Events:

1995-12-27 at 21:00: For the curious: the cooling went weak since the cooling water became to hot which in its turn was caused by a frozen water-pipe!
1995-12-27 at 14:20: All systems back. The power failure was caused by the temperature in the machine exceeding a limit. The reason for this is under investigation.
1995-12-27 at 13:00: Power failure in the machine room.
1995-12-14 at 10:00: Scheduler delayed for about two hours.
1995-12-12 at 16:00: Thursday, 1995-12-14 between 0800 and 1700, 16 thin nodes will be reserved for benchmarks.

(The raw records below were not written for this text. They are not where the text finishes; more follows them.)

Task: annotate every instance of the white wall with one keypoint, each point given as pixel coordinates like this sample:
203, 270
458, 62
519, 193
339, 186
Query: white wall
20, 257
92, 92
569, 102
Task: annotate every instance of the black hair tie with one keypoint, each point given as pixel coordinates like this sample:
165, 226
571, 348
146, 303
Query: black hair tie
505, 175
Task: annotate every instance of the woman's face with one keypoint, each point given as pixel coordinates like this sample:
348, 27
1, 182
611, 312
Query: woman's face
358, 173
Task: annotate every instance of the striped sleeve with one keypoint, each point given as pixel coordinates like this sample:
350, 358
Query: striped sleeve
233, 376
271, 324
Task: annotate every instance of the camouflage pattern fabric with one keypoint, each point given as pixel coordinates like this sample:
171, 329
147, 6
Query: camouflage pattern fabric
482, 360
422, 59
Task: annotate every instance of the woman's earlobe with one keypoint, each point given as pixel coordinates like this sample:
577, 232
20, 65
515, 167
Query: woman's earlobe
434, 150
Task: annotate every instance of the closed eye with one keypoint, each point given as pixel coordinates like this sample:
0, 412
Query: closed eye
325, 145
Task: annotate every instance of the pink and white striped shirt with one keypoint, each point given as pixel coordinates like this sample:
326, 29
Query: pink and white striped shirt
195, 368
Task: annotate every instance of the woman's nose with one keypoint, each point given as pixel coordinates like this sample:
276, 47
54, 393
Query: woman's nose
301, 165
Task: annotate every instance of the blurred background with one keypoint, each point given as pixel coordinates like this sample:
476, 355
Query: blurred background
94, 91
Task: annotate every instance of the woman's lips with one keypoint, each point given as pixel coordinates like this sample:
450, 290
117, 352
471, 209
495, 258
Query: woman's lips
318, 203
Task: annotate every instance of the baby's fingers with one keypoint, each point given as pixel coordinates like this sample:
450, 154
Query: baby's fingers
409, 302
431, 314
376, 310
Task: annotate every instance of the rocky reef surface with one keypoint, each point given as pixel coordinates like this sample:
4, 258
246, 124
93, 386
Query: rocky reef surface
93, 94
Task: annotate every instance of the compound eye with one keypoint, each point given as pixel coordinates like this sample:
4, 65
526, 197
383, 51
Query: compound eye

1995-12-08 at 11:36: A clarification: because of the benchmark running on 32 thin nodes + 1 wide node, jobs that should have been run this morning are delayed.
1995-12-08 at 07:50: Info about EASY progress can be found in the news page.
1995-12-08 at 07:49: The new scheduling system, EASY, has now been running on the full machine for over a week. All things considered, it has been successful and we will continue running it. Obviously there are a couple of rough edges that need smoothing and we will go to work on these as soon as we have finished digesting all user feedback we have received. We extend a collective thanks to those who have given us feedback and we certainly welcome more and continued user comments and ideas. Take the EASY way out:)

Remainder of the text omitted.